There is an exception to the Authorization requirement that permits disclosure to non-governmental entities subject to FDA jurisdiction (including pharmaceutical manufacturers and their representatives) to allow reporting of adverse events, to enable product recalls, to track products and to conduct post-marketing safety surveillance (as required by FDA).). Further, disclosure to FDA does not require Authorization because it is a required disclosure under the Privacy Rule, but FDA must be named in the research informed consent document.

Impact on Informed Consent

Where an individual participates in research involving treatment his/her right of access may be suspended for as long as the research is in progress. The individual must agree to this denial of access when consenting to participate in a clinical trial and the provider must agree to reinstate the right of access upon completion of the research.

Impact on Creation of Research Databases

Research registries and databases (databases) collect medical and demographic information and biological samples (tissue banks), when relevant, to provide a central information source for practitioners or for future research related to a certain disease or condition. Research databases may also be created to facilitate identification and subsequent contact of patients for participation in clinical trials. Such databases are also important to researchers who study epidemiological patterns of disease or track the success of health interventions across broadly dispersed populations.

Covered entities are permitted to disclose PHI to a database for research purposes provided the disclosure is made pursuant to a Waiver, an Authorization or consists of only a "limited data set." When an Authorization is required, it must specifically identify and limit the use/disclosure to the creation of a database (or tissue bank). Additionally, a covered entity's Privacy Notice must mention its intent to use/disclose PHI for databases.
Any future research trial using the database or tissue bank requires a separate, IRB approved protocol and a corresponding trial-specific informed consent/Authorization document (or a Waiver). Authorizations that attempt to cover future, unspecified research are not permitted.

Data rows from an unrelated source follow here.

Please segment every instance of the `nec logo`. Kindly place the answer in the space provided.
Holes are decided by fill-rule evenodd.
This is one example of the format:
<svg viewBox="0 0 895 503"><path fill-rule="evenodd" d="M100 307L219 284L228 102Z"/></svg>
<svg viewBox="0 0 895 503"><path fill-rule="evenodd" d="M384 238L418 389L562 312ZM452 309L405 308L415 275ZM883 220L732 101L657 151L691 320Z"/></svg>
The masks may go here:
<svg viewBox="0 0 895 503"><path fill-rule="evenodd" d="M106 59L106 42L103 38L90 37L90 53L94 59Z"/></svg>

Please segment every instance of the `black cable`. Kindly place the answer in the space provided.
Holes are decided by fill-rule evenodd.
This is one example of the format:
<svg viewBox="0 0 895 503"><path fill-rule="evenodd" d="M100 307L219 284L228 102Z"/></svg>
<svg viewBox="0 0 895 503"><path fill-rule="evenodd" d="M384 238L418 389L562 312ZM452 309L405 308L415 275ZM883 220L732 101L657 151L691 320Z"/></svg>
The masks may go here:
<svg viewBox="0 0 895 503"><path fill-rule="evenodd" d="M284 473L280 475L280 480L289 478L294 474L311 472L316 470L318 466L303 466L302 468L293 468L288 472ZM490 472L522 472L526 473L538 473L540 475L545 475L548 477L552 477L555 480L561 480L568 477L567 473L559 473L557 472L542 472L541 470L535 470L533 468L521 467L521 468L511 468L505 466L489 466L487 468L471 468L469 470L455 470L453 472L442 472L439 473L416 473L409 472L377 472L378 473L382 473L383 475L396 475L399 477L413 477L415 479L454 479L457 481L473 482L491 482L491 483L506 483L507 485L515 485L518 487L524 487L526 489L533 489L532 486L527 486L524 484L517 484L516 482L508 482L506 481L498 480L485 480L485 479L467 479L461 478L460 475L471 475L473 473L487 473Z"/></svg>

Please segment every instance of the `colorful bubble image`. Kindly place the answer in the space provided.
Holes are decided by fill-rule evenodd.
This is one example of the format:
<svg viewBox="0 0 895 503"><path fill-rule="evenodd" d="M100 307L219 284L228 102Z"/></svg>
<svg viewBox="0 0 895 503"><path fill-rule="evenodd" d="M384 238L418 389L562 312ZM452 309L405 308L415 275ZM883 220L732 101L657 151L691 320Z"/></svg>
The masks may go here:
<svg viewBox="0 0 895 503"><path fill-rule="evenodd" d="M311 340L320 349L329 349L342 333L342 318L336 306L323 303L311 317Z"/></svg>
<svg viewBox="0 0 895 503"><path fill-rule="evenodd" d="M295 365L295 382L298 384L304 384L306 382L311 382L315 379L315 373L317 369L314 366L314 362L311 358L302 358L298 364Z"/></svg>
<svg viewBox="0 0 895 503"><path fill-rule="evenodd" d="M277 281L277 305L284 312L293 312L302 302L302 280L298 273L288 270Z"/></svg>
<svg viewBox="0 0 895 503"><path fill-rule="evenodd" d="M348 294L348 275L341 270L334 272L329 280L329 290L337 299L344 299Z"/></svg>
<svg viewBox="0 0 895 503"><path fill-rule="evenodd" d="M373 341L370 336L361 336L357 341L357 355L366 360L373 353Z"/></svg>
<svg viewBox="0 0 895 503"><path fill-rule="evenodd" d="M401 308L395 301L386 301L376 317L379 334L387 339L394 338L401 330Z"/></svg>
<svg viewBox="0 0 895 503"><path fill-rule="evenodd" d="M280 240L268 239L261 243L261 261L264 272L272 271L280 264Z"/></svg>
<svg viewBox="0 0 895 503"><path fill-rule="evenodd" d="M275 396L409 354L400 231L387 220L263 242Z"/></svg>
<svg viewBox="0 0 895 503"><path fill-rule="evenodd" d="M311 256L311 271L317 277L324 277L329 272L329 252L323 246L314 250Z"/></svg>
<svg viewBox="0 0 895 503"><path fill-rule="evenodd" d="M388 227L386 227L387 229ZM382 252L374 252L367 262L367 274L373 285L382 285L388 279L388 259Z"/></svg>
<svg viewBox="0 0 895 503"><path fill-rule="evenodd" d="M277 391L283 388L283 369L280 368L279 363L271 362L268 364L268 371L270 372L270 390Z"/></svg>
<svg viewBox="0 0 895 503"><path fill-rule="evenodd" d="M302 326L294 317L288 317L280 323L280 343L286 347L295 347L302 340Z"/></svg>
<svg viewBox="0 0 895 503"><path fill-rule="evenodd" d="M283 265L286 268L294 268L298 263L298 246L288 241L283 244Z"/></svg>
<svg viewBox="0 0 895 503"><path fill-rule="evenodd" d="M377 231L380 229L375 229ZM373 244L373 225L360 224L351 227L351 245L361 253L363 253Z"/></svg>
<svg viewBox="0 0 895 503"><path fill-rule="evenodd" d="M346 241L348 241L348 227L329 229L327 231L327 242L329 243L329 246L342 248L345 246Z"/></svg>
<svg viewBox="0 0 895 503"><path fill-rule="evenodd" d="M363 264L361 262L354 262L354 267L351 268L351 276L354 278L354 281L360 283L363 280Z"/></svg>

Impact on Patient Recruitment - Scenarios of Acceptable Practice

The most significant impact of this regulation for investigators is in the area of patient recruitment. In an update to the Privacy Rule, effective August 14, 2002, the DHHS clarified that recruitment of subjects for research is indeed "research." Therefore, common recruitment practices such as records review and use of databases are now subject to the restrictions imposed by the Privacy Rule.

Recruiting subjects includes both the challenge of getting the information to the potential recruits and getting them interested in the study. It is important to remember that a research Authorization only permits the use and disclosure of PHI created for research. If a covered entity has an existing relationship with the patient and wants to use or disclose the PHI it obtained prior to the research for determining eligibility, separate Authorization (or Waiver) may be required. Methods for the identification of potential subjects and recruitment must be included in the IRB application to review the research.

Investigators typically find their research patients in one of three ways:

1. Identifying patients from within their own practice
2. Obtaining referrals from other physicians or recruitment centers, or
3. Through advertising (primarily in newspapers and on the radio).

Identifying Patients for a Study within the Investigator's Practice (within the entity)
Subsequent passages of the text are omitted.